Cool slightly, then serve: Let it cool for at least 15 minutes to thicken up before diving in. Serve warm with a scoop of vanilla ice cream or a dollop of whipped cream.
Tips & Variations:
Add fruit: Strawberries and rhubarb are a classic pair. Swap 1–2 cups of rhubarb for chopped strawberries for a slightly sweeter version.
Gluten-free? Use a 1:1 gluten-free flour blend and certified GF oats.
Make ahead: This crisp holds up beautifully. Reheat in the oven at 325°F for 10–15 minutes to re-crisp the topping.
Whether you’re feeding a crowd or just treating yourself, this rhubarb crisp is one of those simple pleasures that never disappoint. Sweet, tart, and buttery with just the right amount of crunch. It’s summer in a spoonful.
Let me know if you try it, and if you’re team ice cream on top, we’re definitely friends.
Easy Rhubarb Crisp
Ingredients
For the filling:
- 5 cups chopped rhubarb fresh or frozen, thawed
- ¾ cup granulated sugar
- 1 tablespoon cornstarch
- 1 teaspoon vanilla extract
- Pinch of salt
For the crisp topping:
- 1 cup rolled oats
- ¾ cup all-purpose flour
- ½ cup brown sugar packed
- ½ teaspoon cinnamon
- ¼ teaspoon salt
- ½ cup 1 stick unsalted butter, melted
Instructions
- Preheat your oven to 350°F (175°C) and lightly butter a 9x9-inch baking dish.
- In a large bowl, toss the rhubarb with sugar, cornstarch, vanilla, and a pinch of salt.

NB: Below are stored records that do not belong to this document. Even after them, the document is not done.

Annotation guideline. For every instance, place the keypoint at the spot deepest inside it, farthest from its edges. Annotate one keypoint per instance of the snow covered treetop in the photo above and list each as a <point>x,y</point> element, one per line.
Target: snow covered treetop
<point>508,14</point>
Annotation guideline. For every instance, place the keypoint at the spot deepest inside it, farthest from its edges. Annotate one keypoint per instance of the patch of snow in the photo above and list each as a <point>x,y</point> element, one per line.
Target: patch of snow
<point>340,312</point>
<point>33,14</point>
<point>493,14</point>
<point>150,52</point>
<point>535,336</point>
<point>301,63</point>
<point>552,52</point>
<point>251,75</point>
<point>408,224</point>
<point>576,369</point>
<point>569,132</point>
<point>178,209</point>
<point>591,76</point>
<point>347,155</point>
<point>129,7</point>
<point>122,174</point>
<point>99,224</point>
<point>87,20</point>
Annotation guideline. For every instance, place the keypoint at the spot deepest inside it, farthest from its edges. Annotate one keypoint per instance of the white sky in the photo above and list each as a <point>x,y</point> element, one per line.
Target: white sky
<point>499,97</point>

Pour the mixture into your prepared baking dish.
- In another bowl, stir together oats, flour, brown sugar, cinnamon, and salt. Add the melted butter and stir until crumbly.
- Sprinkle the topping evenly over the rhubarb filling. Bake for 40–45 minutes, or until the top is golden and the filling is bubbling at the edges.
- Let it cool for at least 15 minutes to thicken up before diving in. Serve warm with a scoop of vanilla ice cream or a dollop of whipped cream.